Gabon’s junta chief Brice Oligui Nguema looked set to romp his way to victory in the first presidential election since he took power in a 2023 coup, state media reported on Sunday.
Nguema, who ended more than five decades of corruption-plagued rule by the Bongo family in August 2023, was “well ahead” in several of the central African country’s provinces, Gabon 24 television said on Sunday morning.
Any victory in Saturday’s vote for the longtime career soldier, who had promised to hand the reins of power back to civilians, was however yet to be confirmed by the interior ministry.
Voters flocked to the ballot boxes to have their say in an election intended to put an end to military rule, with the interior ministry announcing a participation rate of around 87 percent after the polls closed on Saturday evening.
As the ballots were being counted in the night from Saturday to Sunday, a government statement said Gabonese Interior Minister Hermann Immongault would release the provisional results from around 1:30 pm (1230 GMT).
The day after voters poured into polling stations, calm reigned on the streets of the capital Libreville — a contrast with previous elections in 2016 and 2023 marked by tensions and unrest.
“I hadn’t voted in a long time, but this time, I saw a ray or something that made me go out and vote,” 58-year-old Catholic Olivina Migombe told AFP while en route to church on Sunday.
“I believe in change this time,” the professed Oligui voter added.
Whoever wins will have to reckon with the oil-rich country’s litany of problems, from crumbling infrastructure to widespread poverty, all while labouring under a crushing mountain of debt.
If Oligui is elected president “he will have lots of work to do,” Patrick Essono-Mve, a 48-year-old unemployed technician, likewise on his way to mass, told AFP.

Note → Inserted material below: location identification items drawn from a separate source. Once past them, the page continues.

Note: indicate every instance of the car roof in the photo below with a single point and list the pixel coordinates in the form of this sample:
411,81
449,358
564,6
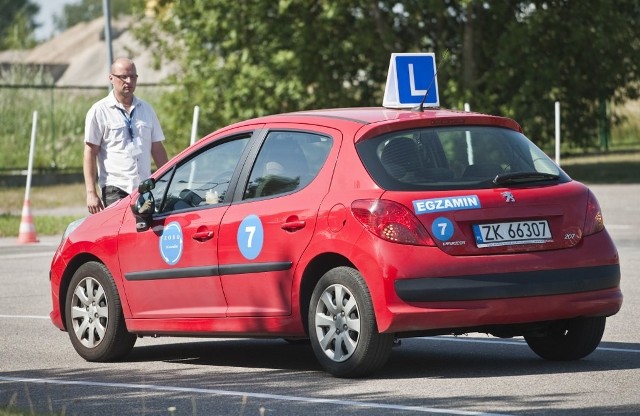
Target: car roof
366,122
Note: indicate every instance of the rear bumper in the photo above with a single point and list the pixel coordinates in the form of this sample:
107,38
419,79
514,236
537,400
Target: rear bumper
426,316
509,285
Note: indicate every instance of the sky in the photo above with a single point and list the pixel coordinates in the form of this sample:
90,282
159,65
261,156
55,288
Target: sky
49,8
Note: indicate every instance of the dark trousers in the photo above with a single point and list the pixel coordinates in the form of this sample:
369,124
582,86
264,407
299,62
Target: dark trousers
111,194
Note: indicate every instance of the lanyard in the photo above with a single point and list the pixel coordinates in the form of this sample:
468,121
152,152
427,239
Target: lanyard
128,120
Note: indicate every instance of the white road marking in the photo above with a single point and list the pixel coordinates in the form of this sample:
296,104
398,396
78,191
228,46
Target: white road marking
444,338
370,405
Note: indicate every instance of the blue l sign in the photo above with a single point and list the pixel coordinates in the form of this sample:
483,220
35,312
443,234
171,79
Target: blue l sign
410,77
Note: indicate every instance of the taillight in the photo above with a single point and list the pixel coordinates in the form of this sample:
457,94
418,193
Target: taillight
593,222
391,221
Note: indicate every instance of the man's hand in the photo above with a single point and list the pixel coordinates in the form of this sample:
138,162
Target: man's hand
94,203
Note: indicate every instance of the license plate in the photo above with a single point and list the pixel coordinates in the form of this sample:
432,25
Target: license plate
512,233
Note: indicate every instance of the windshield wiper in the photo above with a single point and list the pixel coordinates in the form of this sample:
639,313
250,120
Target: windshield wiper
523,177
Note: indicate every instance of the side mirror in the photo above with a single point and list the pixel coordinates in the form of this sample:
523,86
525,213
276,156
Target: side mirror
143,210
146,186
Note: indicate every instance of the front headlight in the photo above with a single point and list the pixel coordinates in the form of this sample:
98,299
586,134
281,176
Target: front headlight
71,227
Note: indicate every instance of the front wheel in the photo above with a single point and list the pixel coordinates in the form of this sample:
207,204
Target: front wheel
342,326
94,317
568,340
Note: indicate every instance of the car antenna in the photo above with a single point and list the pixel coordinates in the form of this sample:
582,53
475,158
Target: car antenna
420,107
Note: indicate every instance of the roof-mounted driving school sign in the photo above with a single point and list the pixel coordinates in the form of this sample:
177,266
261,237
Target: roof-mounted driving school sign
411,76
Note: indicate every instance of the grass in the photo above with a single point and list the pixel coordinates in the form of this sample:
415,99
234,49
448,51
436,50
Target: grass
604,168
53,207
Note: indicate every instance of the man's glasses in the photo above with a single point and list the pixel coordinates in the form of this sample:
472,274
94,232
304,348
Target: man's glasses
125,78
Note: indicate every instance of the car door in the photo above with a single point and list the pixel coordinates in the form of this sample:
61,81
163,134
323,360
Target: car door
171,269
265,233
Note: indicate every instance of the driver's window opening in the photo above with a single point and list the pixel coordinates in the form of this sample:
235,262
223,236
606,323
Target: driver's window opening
287,161
204,179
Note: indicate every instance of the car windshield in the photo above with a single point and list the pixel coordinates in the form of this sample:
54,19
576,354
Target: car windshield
457,157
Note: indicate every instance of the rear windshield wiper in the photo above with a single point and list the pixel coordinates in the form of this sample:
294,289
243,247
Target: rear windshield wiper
523,177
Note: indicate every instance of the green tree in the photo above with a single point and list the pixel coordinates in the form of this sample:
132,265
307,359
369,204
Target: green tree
87,10
512,58
17,24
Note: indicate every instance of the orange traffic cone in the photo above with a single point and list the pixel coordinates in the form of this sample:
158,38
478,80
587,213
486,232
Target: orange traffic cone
27,229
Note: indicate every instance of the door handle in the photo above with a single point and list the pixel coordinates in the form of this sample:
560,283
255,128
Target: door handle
203,235
293,225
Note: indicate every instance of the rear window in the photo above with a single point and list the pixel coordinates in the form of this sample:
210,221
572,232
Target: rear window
456,157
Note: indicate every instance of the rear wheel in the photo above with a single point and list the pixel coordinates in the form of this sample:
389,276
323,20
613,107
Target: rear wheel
568,340
342,326
94,316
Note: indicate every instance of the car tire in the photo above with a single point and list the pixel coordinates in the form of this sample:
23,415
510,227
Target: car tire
569,340
94,317
342,326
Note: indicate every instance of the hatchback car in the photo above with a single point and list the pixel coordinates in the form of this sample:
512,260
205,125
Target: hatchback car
349,228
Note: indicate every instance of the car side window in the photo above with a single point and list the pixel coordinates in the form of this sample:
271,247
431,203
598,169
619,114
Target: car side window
287,161
200,181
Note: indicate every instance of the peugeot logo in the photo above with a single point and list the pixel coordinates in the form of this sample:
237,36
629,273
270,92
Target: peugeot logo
508,197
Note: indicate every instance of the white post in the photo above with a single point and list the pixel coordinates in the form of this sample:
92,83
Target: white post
467,108
558,133
34,129
194,124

Oligui has sought to shed his military strongman image and even temporarily ditched his general’s uniform to run for a seven-year term.
The junta leader has overwhelmingly dominated the campaign, with his seven challengers, led by ousted leader Ali Bongo’s last prime minister, Alain-Claude Bilie By Nze, largely invisible by comparison.
But critics accuse Oligui, who had promised to hand power back to civilians, of failing to move on from the years of plunder of the country’s vast mineral wealth under the Bongos, whom he served for years.
For the first time, foreign and independent media were allowed to film the ballot count.
International observers at polling stations across the country did not notice any major incidents, according to first reports.
In total, some 920,000 voters were called to cast their ballots at 3,037 polling stations, of which 96 were abroad.
In the first results released by state media CTRI News on Sunday morning, Oligui was the overwhelming favourite to win in around 30 polling stations, with some of them returning results of 100 percent of the vote in the junta chief’s favour.